Well, that is if you are not Nick Polias or Tobin Ryall.
The two Australians, who both share an avid love of poker, had a bitter falling out on a trip to Las Vegas, which has opened up a can of worms so large that a defamation case is now underway in a Sydney court.
It all started last year, when the friends were in Las Vegas around the time of the World Series of Poker (WSOP). When retrieving his poker chips from the hotel room he and Polias shared, Ryall discovered that $2,000 worth of his chips had gone missing.
When he quizzed his friend about it, Polias claimed to have no idea as to what happened to the chips.
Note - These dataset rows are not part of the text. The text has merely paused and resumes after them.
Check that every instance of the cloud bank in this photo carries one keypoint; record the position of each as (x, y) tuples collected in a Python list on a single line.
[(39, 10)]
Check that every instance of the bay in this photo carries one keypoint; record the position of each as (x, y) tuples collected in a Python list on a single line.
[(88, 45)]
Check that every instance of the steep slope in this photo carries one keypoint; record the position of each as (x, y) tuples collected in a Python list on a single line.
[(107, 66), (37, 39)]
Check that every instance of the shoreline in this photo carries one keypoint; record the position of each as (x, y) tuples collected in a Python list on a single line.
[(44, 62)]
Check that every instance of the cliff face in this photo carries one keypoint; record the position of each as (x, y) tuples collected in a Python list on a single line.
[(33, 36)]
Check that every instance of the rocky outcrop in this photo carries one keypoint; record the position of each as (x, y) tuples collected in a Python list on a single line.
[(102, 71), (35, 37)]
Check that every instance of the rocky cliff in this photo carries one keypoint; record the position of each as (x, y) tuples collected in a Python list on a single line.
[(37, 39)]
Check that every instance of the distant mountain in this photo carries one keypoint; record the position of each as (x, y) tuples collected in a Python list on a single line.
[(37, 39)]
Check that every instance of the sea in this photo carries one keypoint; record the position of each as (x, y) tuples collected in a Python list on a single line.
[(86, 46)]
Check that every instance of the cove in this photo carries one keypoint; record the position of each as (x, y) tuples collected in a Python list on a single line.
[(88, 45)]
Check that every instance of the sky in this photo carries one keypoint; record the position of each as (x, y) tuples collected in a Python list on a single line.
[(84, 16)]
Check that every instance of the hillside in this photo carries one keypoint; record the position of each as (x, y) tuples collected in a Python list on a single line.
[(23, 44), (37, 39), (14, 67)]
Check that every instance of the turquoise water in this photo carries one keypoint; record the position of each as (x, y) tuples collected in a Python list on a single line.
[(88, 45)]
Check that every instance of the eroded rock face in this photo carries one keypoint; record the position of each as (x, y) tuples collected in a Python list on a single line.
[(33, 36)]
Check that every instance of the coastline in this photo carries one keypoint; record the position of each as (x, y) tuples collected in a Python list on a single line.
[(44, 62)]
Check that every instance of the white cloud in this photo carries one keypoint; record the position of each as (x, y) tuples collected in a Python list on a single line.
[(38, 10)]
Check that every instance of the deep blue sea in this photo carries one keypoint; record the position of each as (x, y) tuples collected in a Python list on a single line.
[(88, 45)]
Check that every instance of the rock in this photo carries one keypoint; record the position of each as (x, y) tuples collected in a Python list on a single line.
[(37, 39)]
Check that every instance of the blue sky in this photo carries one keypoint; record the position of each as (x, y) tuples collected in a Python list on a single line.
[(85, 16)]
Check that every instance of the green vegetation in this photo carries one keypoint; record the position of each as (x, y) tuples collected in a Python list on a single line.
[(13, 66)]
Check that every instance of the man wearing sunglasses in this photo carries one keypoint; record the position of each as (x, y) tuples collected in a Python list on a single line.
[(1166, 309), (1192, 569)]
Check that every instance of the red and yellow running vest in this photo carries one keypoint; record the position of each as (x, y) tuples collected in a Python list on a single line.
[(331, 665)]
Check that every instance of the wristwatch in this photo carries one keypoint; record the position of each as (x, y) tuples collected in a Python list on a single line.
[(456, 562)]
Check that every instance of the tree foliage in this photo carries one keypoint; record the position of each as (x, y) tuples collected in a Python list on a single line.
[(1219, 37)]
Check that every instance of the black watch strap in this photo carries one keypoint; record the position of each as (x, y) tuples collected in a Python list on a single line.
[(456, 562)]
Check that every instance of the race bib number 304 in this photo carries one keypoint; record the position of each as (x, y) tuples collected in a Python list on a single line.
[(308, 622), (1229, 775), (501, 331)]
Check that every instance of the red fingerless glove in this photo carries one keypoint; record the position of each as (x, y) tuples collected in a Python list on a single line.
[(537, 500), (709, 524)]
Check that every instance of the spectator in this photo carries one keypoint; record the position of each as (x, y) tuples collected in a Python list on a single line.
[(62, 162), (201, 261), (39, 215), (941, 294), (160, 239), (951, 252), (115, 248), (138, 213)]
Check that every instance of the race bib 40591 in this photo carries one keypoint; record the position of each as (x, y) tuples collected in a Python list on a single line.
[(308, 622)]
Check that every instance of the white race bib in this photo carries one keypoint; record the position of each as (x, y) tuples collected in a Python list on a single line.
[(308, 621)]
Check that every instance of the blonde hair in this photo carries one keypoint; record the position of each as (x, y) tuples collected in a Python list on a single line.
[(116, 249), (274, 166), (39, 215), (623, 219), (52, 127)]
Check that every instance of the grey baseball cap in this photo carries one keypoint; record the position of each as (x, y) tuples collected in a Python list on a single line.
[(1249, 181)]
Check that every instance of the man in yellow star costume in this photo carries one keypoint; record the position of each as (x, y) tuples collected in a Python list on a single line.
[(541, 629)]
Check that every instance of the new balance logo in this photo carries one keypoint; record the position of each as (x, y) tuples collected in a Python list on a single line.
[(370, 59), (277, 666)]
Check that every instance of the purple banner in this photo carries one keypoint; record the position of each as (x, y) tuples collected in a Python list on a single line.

That explanation appeared to not have convinced Ryall, and resulted in the end of their once-strong friendship.
There was no moving on for both poker lovers, however, with the old saying “what happens in Vegas stays in Vegas” having not applied in their situation.
Ryall took his anger over his lost poker chips, and toward Polias, to social media after the incident, hitting out at his former friend on Facebook. “You are a lying, cheating, stealing, selfish, incredibly negative, self-pitying, bad person. Susan deserves better than you and you deserve to have no friends,” he wrote.
That comment was followed by comments from others which also demeaned Polias, prompting the Sydney sider to take legal action on his old pal for defamation.
The newfound hatred between the two was not just confined to the Internet. It also reached the live poker scene of Sydney, where a number of players appeared to have taken Ryall’s side in the matter.
Polias alleged that professional poker player Andy Lee harassed him at The Star casino, which resulted in Lee’s ejection from the premises. Like Ryall, Lee also took to social media to vent his thoughts on Polias after their Sydney casino run in, something which Polias has also included in his defamation case.
The case will go back to court on October 8, where a solution to the dispute will likely be handed down. The same can’t be said for the once solid friendships between the players involved.
Many people may see different lessons that could be learned from a case like this. One possible solution may be to get different hotel rooms if going on poker jaunts with your friends. But that could be a waste of money, seeing as one will likely spend more time at the poker table than in the hotel room.
Whatever the result is in the court case, it won’t change the unfortunate fact that missing poker chips was the reason of such a bitter falling out between good friends. That goes against one of the main positive points of poker; the fact that it can create and enhance friendships and good times.